Purinergic receptor stimulation has potential therapeutic effects for cystic fibrosis (CF). Thus, we explored roles for P2Y and P2X receptors in stably increasing Ca(2+) in human CF (IB3-1) and non-CF (16HBE14o(-)) airway epithelial cells. Cytosolic Ca(2+) was measured by fluorospectrometry using the fluorescent dye Fura-2/AM. Expression of P2X receptor (P2XR) subtypes was assessed by immunoblotting and biotinylation. In IB3-1 cells, ATP and other P2Y agonists caused only a transient increase in Ca(2+) derived from intracellular stores in a Na(+)-rich environment. In contrast, ATP induced an increase in Ca(2+) that had transient and sustained components in a Na(+)-free medium; the sustained plateau was potentiated by zinc or increasing extracellular pH. Benzoyl-benzoyl-ATP, a P2XR-selective agonist, increased Ca(2+) only in Na(+)-free medium, suggesting competition between Na(+) and Ca(2+) through P2XRs.

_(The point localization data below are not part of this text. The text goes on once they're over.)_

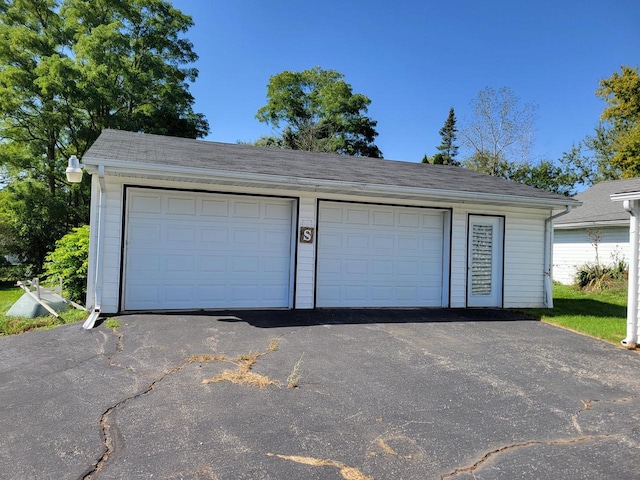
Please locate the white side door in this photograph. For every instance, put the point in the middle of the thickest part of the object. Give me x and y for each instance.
(485, 261)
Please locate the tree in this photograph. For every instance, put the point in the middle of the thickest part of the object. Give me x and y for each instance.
(617, 139)
(545, 175)
(320, 113)
(69, 262)
(70, 68)
(448, 149)
(500, 132)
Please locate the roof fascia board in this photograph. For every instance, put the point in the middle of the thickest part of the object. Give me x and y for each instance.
(611, 223)
(620, 197)
(137, 168)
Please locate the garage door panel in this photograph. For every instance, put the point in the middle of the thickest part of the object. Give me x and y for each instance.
(181, 206)
(384, 219)
(216, 208)
(244, 209)
(394, 259)
(358, 216)
(204, 250)
(214, 235)
(146, 203)
(179, 234)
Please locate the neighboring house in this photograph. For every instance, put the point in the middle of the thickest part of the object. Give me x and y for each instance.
(180, 224)
(628, 196)
(596, 232)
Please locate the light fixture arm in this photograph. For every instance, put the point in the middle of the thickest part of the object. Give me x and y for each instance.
(74, 170)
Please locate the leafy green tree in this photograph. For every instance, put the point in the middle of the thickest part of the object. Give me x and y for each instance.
(545, 175)
(316, 110)
(70, 262)
(448, 149)
(31, 220)
(616, 142)
(500, 131)
(70, 68)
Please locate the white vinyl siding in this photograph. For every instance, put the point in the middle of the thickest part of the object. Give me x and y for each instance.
(524, 241)
(573, 248)
(379, 256)
(199, 250)
(523, 255)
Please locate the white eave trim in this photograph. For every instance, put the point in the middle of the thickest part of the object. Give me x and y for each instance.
(173, 172)
(620, 197)
(604, 223)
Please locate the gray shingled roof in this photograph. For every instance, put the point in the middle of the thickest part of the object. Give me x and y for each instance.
(120, 146)
(597, 206)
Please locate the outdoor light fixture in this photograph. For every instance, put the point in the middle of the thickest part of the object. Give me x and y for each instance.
(74, 170)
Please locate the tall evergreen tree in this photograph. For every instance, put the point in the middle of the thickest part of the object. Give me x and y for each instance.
(448, 149)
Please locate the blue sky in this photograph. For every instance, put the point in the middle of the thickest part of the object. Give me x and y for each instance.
(415, 60)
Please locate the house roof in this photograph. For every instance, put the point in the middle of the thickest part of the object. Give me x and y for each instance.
(130, 153)
(597, 208)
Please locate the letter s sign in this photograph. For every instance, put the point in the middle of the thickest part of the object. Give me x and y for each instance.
(306, 234)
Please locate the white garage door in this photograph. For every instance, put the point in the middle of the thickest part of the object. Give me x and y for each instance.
(189, 250)
(379, 256)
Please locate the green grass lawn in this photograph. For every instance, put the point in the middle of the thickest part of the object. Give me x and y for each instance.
(9, 293)
(600, 314)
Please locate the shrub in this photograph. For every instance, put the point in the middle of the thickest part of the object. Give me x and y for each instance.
(70, 262)
(595, 276)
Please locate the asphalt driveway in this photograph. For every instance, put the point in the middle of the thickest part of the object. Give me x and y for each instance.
(382, 394)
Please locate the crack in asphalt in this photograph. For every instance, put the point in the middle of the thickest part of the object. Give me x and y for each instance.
(487, 456)
(112, 440)
(587, 405)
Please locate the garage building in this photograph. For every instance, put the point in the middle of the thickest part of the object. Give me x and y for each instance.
(181, 224)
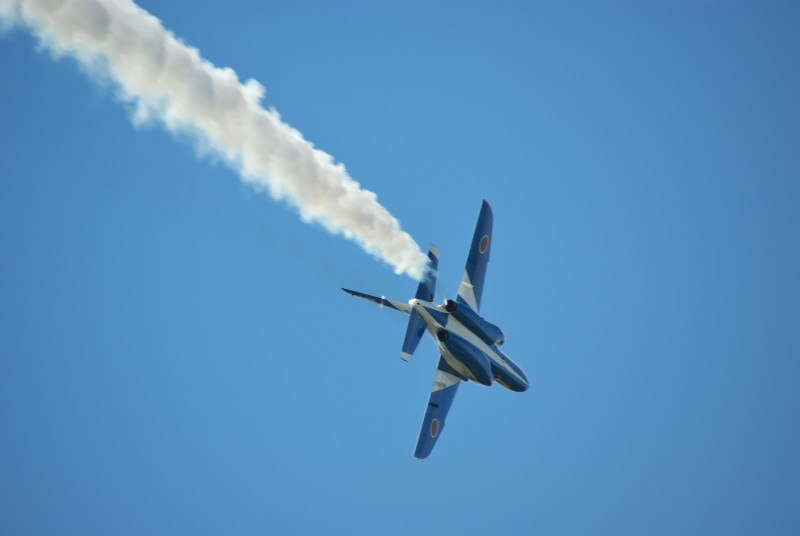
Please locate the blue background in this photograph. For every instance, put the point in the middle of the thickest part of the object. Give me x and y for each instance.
(176, 356)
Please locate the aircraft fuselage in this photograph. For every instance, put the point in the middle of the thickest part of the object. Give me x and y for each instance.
(463, 341)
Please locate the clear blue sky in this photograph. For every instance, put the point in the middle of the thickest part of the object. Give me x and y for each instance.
(176, 356)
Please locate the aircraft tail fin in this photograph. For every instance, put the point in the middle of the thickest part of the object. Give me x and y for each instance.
(471, 287)
(425, 292)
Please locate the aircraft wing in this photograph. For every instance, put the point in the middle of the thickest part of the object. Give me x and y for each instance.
(445, 386)
(471, 287)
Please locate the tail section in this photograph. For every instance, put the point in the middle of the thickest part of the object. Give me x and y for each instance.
(471, 287)
(425, 292)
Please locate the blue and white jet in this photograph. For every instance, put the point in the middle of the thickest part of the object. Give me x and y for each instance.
(468, 345)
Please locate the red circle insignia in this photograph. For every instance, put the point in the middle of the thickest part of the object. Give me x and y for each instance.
(484, 245)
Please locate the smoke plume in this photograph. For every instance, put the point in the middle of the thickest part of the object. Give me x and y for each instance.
(167, 81)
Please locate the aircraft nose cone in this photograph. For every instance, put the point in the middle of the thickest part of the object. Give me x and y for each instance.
(525, 384)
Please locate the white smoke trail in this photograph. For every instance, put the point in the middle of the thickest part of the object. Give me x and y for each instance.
(167, 81)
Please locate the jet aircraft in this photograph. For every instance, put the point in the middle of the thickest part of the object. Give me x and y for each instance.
(468, 345)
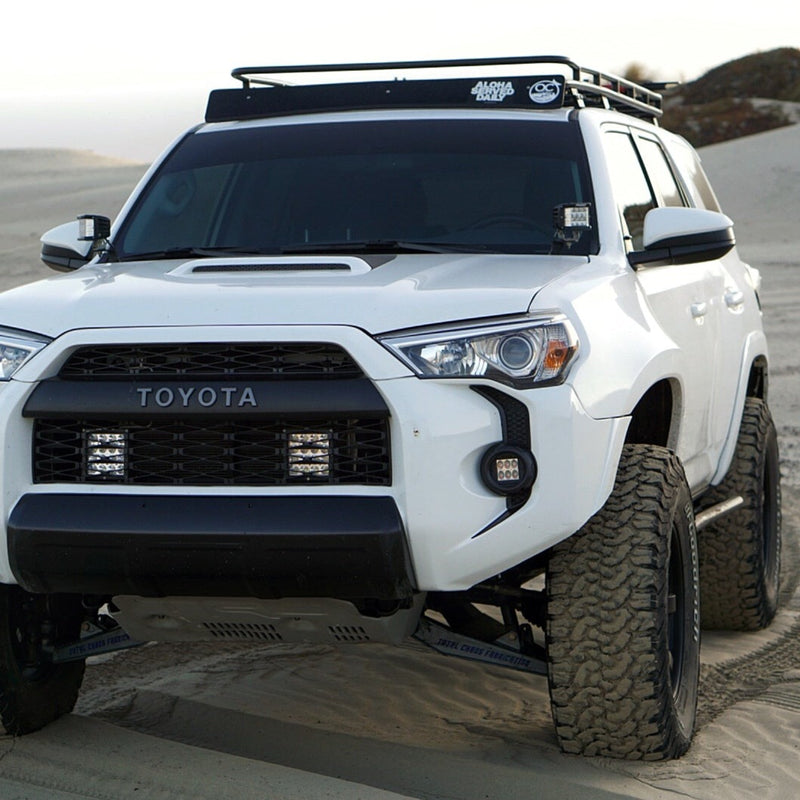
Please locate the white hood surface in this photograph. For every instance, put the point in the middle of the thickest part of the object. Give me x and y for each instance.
(403, 291)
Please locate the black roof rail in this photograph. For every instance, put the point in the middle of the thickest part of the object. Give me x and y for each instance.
(581, 87)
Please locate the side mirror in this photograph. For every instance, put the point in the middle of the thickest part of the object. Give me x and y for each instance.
(74, 244)
(682, 236)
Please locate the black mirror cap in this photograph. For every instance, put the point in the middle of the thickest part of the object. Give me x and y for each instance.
(693, 247)
(62, 259)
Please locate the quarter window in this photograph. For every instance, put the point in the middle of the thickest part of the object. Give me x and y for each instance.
(660, 172)
(631, 188)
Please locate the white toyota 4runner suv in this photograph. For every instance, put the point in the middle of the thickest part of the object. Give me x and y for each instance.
(471, 359)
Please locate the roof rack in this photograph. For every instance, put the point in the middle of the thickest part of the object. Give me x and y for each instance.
(575, 86)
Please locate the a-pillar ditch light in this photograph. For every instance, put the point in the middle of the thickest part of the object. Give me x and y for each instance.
(571, 221)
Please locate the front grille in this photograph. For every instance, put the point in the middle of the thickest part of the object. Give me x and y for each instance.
(198, 451)
(273, 360)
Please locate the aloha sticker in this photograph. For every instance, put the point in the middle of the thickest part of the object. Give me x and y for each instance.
(545, 91)
(492, 91)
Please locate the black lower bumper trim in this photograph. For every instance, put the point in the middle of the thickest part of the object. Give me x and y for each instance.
(297, 546)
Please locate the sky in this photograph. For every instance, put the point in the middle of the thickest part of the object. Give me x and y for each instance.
(125, 79)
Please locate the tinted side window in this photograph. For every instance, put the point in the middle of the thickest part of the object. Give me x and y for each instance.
(660, 172)
(631, 189)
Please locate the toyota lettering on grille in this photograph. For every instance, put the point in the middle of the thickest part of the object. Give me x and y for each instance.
(192, 396)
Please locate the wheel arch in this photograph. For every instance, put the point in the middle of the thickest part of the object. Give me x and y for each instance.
(654, 417)
(753, 382)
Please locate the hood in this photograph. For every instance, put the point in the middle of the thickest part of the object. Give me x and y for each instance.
(388, 293)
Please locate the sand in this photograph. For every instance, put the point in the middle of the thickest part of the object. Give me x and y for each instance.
(167, 721)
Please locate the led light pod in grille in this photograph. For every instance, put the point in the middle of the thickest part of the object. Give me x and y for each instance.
(309, 455)
(106, 455)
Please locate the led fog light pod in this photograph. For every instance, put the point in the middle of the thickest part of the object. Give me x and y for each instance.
(507, 469)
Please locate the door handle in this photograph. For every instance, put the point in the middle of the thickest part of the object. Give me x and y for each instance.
(733, 298)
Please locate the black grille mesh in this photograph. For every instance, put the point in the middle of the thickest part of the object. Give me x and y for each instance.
(278, 360)
(203, 452)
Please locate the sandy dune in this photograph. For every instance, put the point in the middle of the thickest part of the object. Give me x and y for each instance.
(169, 721)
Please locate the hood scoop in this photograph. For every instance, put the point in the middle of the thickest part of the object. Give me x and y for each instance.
(289, 266)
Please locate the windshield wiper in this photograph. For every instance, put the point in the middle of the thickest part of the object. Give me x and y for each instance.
(383, 246)
(195, 252)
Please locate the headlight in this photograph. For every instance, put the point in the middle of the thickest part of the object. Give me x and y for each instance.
(521, 353)
(16, 347)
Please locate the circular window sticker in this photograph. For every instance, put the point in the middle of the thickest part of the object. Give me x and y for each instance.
(544, 91)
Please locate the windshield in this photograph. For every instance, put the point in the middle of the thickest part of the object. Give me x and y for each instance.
(472, 185)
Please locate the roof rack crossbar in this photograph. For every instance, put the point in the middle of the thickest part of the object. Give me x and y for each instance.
(583, 86)
(244, 74)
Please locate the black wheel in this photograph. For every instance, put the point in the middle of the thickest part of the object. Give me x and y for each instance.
(33, 690)
(623, 640)
(740, 554)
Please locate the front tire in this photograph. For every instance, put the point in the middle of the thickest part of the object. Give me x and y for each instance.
(33, 690)
(623, 618)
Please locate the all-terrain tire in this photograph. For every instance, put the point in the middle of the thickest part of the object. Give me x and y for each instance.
(623, 634)
(33, 690)
(740, 553)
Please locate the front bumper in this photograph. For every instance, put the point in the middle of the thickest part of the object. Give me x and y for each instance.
(438, 527)
(269, 547)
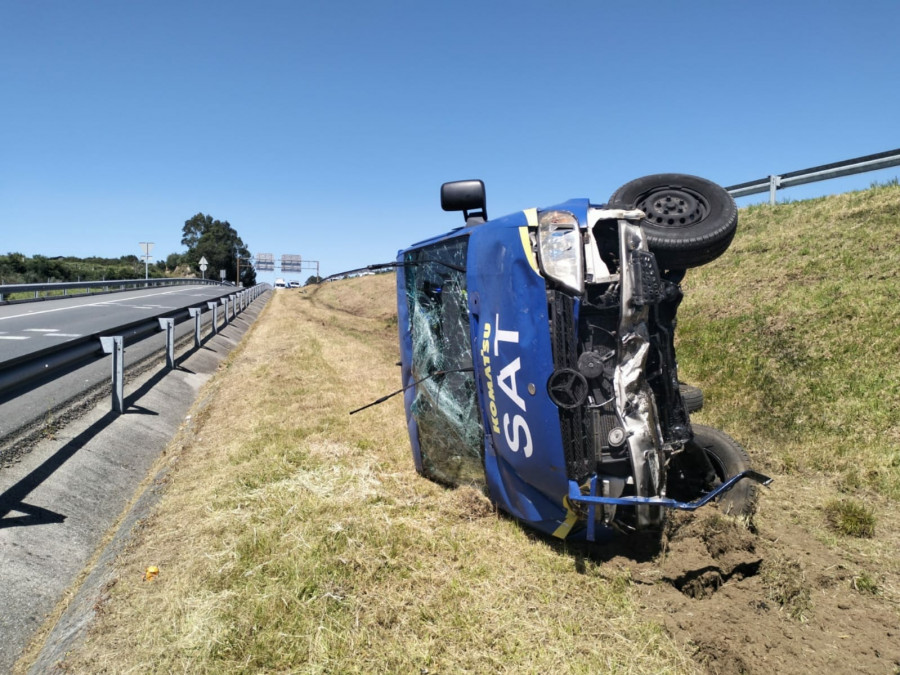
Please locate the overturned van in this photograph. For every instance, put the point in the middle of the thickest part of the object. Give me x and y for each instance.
(538, 357)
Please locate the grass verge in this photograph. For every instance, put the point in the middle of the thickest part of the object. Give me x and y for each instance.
(295, 538)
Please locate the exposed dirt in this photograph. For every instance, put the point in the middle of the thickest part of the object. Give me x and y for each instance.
(780, 597)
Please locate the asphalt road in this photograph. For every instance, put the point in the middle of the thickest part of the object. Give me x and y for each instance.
(30, 327)
(60, 500)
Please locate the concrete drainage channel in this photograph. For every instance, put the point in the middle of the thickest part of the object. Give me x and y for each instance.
(60, 502)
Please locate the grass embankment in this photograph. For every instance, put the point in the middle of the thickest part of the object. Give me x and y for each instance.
(794, 335)
(296, 538)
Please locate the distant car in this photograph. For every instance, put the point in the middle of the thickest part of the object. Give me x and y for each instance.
(538, 354)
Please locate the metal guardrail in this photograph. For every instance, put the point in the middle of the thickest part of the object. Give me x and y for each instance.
(68, 287)
(20, 372)
(770, 184)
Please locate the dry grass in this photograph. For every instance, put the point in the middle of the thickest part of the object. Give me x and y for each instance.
(793, 336)
(295, 538)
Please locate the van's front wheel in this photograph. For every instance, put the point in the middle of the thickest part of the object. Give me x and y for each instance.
(690, 220)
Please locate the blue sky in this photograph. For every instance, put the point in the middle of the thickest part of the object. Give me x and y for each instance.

Biochemical evidence showed that the P2X(4) receptor is the major subtype shared by these airway epithelial cells. A role for store-operated Ca(2+) channels, voltage-dependent Ca(2+) channels, or Na(+)/Ca(2+) exchanger in the ATP-induced sustained Ca(2+) signal was ruled out. In conclusion, these data show that epithelial P2X(4) receptors serve as ATP-gated calcium entry channels that induce a sustained increase in Ca(2+). In airway epithelia, a P2XR-mediated Ca(2+) signal may have therapeutic benefit for CF.